Дома мы не разговариваем, обычно я сижу в своей комнате и спокойно прислушиваюсь к маминым тихим шагам за дверью, к перекладыванию тарелок из раковины в шкафчик, к звону стакана, чьи грани мама неосторожно задевает кольцами на пальцах. Если поднатужусь, то смогу разобрать её дыхание, иногда достаточно шумное для того, чтобы я его услышала — обычно таким образом она вздыхает по той жизни, которая могла бы у нас быть, если бы мой папа не был идиотом.
«Моя дорогая, — говорил бы папа маме, — ты самая прекрасная женщина на свете. Я пришёл домой, моя дорогая».
Я дома.
Буравлю взглядом пустые стены, оклеенные серыми обоями. В переплетении жилок, в микроскопических точках мне видится то лицо матери, горько плачущей, то лицо отца с глупой ухмылкой, то руки Алексея Степановича — они показывают кольцо, чёрную дыру — того и гляди, провалишься. Я вдруг ощущаю, как в животе образуется тугой холодный комок, поднимающийся вверх — он подступает к горлу, выдавливая из меня рыдания. Я перекрываю рот ладонью.
Я дома. А он — нет.
Может, поэтому всё так ужасно? Может, она ненавидит меня из-за него? Может, он не просто ушёл, может от и сердце мамы забрал с собой? Может ли быть так, что моя мама — не моя?
Вновь звон стакана, вновь глубокий вздох, словно бы что-то проясняющий в моем сознании, но на самом деле только сильнее мутящий его — о, глупо-то как!

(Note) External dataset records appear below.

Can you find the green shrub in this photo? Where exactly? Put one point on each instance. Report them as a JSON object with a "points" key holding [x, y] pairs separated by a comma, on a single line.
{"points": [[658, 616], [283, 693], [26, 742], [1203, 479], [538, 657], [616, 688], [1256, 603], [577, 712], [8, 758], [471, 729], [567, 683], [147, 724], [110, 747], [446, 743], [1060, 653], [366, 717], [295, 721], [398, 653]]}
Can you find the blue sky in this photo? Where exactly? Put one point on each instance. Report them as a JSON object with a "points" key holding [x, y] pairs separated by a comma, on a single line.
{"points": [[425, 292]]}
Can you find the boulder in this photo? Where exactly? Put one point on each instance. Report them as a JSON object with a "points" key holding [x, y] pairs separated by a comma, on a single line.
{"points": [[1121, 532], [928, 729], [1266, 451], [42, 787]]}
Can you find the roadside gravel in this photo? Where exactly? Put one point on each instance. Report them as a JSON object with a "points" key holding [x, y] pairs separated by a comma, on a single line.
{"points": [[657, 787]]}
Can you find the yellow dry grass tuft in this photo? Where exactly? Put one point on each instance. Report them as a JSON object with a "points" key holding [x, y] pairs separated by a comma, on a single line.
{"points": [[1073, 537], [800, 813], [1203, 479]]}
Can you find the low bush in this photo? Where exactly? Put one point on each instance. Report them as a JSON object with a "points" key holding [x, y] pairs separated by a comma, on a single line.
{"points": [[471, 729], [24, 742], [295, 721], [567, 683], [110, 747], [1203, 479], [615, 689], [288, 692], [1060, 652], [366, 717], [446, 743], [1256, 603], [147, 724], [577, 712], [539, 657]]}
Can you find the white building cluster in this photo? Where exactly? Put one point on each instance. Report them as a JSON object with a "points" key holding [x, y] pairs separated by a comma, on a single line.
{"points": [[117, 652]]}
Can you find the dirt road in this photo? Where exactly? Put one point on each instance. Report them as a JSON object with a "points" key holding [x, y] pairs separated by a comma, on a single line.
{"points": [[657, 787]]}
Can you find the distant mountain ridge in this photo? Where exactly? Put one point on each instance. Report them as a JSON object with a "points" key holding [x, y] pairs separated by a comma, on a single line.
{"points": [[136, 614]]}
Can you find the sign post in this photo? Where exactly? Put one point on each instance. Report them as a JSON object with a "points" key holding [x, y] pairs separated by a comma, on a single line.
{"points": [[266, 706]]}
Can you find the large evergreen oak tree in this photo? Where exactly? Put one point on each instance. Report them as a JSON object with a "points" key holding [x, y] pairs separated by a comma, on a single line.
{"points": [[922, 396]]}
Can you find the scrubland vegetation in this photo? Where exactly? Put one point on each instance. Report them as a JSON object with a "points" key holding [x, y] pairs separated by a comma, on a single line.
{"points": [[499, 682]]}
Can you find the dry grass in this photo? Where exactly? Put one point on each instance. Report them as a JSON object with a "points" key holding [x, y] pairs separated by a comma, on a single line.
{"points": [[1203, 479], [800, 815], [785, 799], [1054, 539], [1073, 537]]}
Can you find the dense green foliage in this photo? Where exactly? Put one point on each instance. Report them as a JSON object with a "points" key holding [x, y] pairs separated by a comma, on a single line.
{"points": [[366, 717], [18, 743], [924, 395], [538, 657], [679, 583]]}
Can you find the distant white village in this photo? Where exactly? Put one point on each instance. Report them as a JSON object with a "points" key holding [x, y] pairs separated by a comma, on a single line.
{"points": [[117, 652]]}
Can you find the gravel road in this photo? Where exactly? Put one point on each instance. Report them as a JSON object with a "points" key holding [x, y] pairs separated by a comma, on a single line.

Всё как будто сгорело — порвалась ниточка, соединяющая меня настоящую и меня прошлую. Будущего словно нет — оно свернулось в камень, углы которого сделаны из бумаги, внутри бумаги пустота, как пустота внутри меня и внутри всех нас — она гулко блуждает по закоулкам пространства, она не касается стенок, потому что нигде нет никаких стен — только разделительная перегородка удерживает меня вчера от меня сегодня. Время — условие, соблюдать которое необязательно по той простой причине, что оно закручивается в спираль и уплотняется только тогда, когда мы о нём вспоминаем.
Относительное понятие, относительно понятное для тех, кто относит его к понятному — раз, и относительному — два.
Я разговариваю со своим зверем, иногда спрашиваю у него, чего ему еще надо, чего он хочет, почему он так печётся о моем благополучии, почему позволяет мне создавать вокруг себя пустоту и ею управлять.
Потому что я делаю всё, чтобы не достигать того, что мне так важно. Моё стремление умирает внутри меня, я совсем не могу его вырвать, не получается сдать его в пасть моего зверя, как-то не выходит познать плод, который созрел во мне, которое уже подгнивает с какой-то определенной стороны. Пусть будет снизу.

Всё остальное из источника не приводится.